Background & Summary

Mosquitoes are hematophagous arthropods transmitting various pathogens1. Aedes aegypti is a mosquito species that transmits arboviruses, including dengue, Zika and Chikungunya, posing severe threats to public health globally2,3. The female mosquito’s midgut is the primary digestive and absorption organ, it is also involved in many physiological processes like oogenesis, signal molecule secretion, gut microbiota shaping and immune reactions4,5. Anatomically, the female mosquito’s midgut is spindle-shaped and a single inner layer of epithelial cells on a basal lamina surrounded by visceral muscles, tracheoles and fibroblasts embedded in the outer extracellular matrix4,5. Successful arbovirus infection necessitates overcoming two barriers in the midgut: the midgut infection barrier and the midgut escape barrier, both of which influence vector competence6. In arbovirus infection, the midgut is the initial infection site and plays a dual role in pathogen transmission and defense against pathogen invasion7. The cells from different midgut regions exhibit different proviral or antiviral effects, indicating arboviruses have cell type-specific preference in host-pathogen interactions8,9.

Decades of advancements in bulk RNA sequencing technologies (bulk RNA-seq) have significantly contributed to the field of transcriptomics. Studies have shown that transcriptomes may differ among cells or between tissues from the same organ. However, bulk RNA-seq has limitations, as it only provides an overall average of gene expression, thereby hiding unique transcriptional differences at the cellular level10,11. In contrast, single-cell RNA sequencing (scRNA-seq) technologies allow the study of transcriptome heterogeneity in a cell-to-cell resolution12. The cells with similar function or morphology could be separated based on transcriptional heterogeneity10,11. Therefore, scRNA-seq has been widely used to reveal cellular composition, discover novel or rare cell types, and characterize gene expression changes during cell differentiation or other stages. For example, a single-cell study of mosquito hemocytes revealed the diversity of hemocyte functions, identified different cell subtypes such as hemocytes (HC) and fat body cells (FBC) separately, and illuminated the developmental trajectories from granulocytes to antimicrobial granulocytes13.

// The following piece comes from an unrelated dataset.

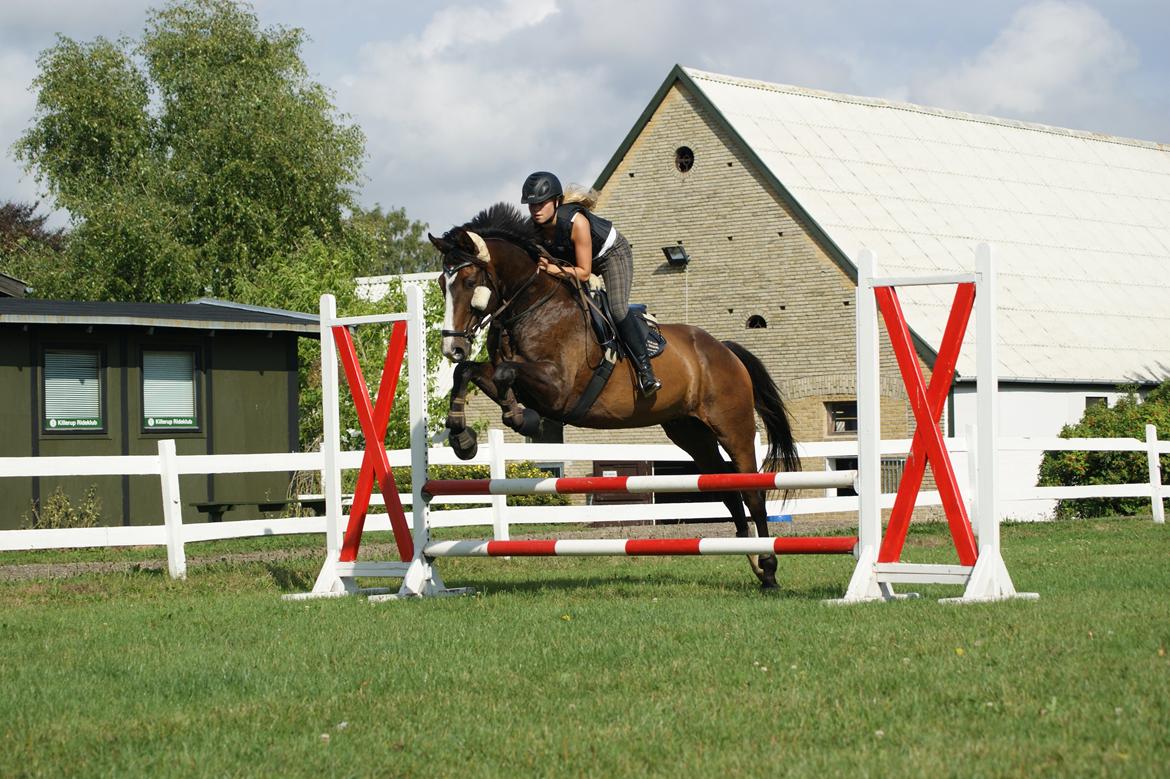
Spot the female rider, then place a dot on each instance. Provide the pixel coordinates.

Previous studies on the midgut of Drosophila, Ae. aegypti and other Diptera insects could serve as references for annotating mosquito midgut cells5,14,15. The midgut cells of adult dipteran insects consist of four epithelial cell types: enterocytes (EC), enteroendocrine cells (EE), enteroblasts (EB), and intestinal stem cells (ISC), and two other cell types called cardia cells (Cardia) and visceral muscles (VM)14,15. Unlike mammalian ECs, insect ECs fulfil roles in both nutrient transport and digestive enzyme secretion5. EEs produce and secret bioactive peptides and other signal molecules, playing vital regulatory roles in midgut functionality and insect homeostasis16. EBs act as progenitors of ECs and EEs, originating from ISCs via asymmetric division. ISCs can undergo symmetric division to generate either two stem cells or two differentiated cells, thereby maintaining a self-renewing epithelium under homeostatic conditions or in response to stressors in the life cycle17. Cardia cells are located at the junction between the foregut and midgut, while VMs facilitate food movement from the midgut to the hindgut5. But it should be noted that there is a major difference between Drosophila and mosquitoes, as hematophagy has distinct metabolic requirements that will contribute to the transcriptome14,15,18,19.

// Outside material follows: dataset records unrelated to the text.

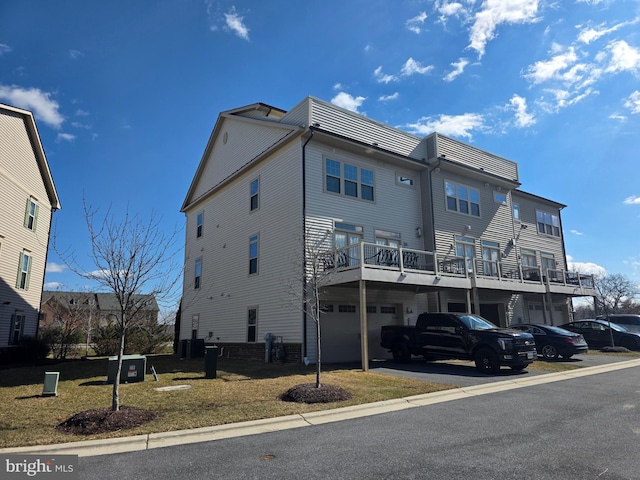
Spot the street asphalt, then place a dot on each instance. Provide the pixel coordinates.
(462, 374)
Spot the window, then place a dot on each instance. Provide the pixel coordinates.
(253, 255)
(24, 271)
(465, 248)
(200, 222)
(404, 180)
(252, 324)
(528, 257)
(255, 192)
(491, 258)
(17, 325)
(548, 223)
(198, 273)
(349, 180)
(462, 199)
(499, 197)
(31, 214)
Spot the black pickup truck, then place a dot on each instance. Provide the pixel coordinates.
(460, 336)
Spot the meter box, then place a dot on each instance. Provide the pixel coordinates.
(133, 369)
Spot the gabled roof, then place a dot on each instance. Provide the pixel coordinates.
(38, 151)
(255, 112)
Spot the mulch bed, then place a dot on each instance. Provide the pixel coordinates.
(308, 393)
(102, 420)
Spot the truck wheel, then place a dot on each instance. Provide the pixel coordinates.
(549, 352)
(486, 361)
(401, 353)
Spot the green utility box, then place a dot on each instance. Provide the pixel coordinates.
(133, 368)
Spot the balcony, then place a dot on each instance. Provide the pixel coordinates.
(369, 261)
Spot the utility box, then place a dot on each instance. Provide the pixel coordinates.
(133, 369)
(211, 362)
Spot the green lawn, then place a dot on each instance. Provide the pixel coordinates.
(242, 391)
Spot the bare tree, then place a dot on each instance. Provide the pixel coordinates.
(613, 291)
(133, 259)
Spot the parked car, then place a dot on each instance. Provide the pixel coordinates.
(627, 320)
(460, 336)
(553, 342)
(597, 333)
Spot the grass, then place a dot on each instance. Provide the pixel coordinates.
(242, 391)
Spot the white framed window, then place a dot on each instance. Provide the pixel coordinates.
(252, 324)
(24, 270)
(255, 194)
(462, 199)
(253, 254)
(548, 223)
(31, 214)
(349, 180)
(197, 273)
(405, 180)
(200, 224)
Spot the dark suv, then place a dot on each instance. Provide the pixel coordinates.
(627, 320)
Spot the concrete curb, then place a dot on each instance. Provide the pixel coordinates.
(206, 434)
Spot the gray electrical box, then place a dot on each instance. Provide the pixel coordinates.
(133, 368)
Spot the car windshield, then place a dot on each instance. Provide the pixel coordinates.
(473, 322)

Cellular heterogeneity affects vector competence and host-pathogen interaction. scRNA-seq study of Anopheles gambiae hemocytes revealed a novel cell type called “megacyte” that plays a crucial role in response to the invasion of Plasmodium parasite13. Sindbis virus (SINV) prefers infecting EEs in the midgut of Ae. aegypti and may utilize the neurosecretory nature of EEs to disseminate to neighboring midgut cells and other target tissues9. Therefore, establishing a cell atlas of Ae. aegypti midgut at single-cell level can provide a reference for future studies on arbovirus-midgut interaction.

An earlier study utilizing single-nucleus RNA sequencing technology (snRNA-seq) identified and annotated 20 distinguishable cell clusters including ISC/EB, EE, EC, cardia, and VM from the midgut of Ae. aegypti15. Analyzing single nucleus rather than single cells is an important strategy that addresses tissues that cannot be readily dissociated into a single-cell suspension and frozen samples20. But snRNA-seq cannot detect mRNAs in the cytoplasm. Since some transcripts are not mainly located in the nucleus and the higher proportion of mature mRNA with polyA tails exist in the cytoplasm, the scRNA-seq has great potential in the identification of cell subtypes and the annotation of the pathogen-infected mosquito cells21,22. Here, we performed scRNA-seq experiments on mosquito midguts and successfully identified the major cell types. Our study will aid in advancing further scRNA-seq studies of the arbovirus-infected mosquito midgut.

Methods

Mosquitoes

The eggs of Ae. aegypti (Rockefeller strain) were hatched in a transparent box containing distilled water, and the larvae were fed with fish feed (Bessn, China) at 28 °C with 12 h:12 h light/dark cycles. After eclosion, adult mosquitoes were maintained in ventilated cages at 28 °C and 75% relative humidity (RH) under 12 h:12 h light/dark cycles. These mosquitoes were only fed with 8% glucose solution.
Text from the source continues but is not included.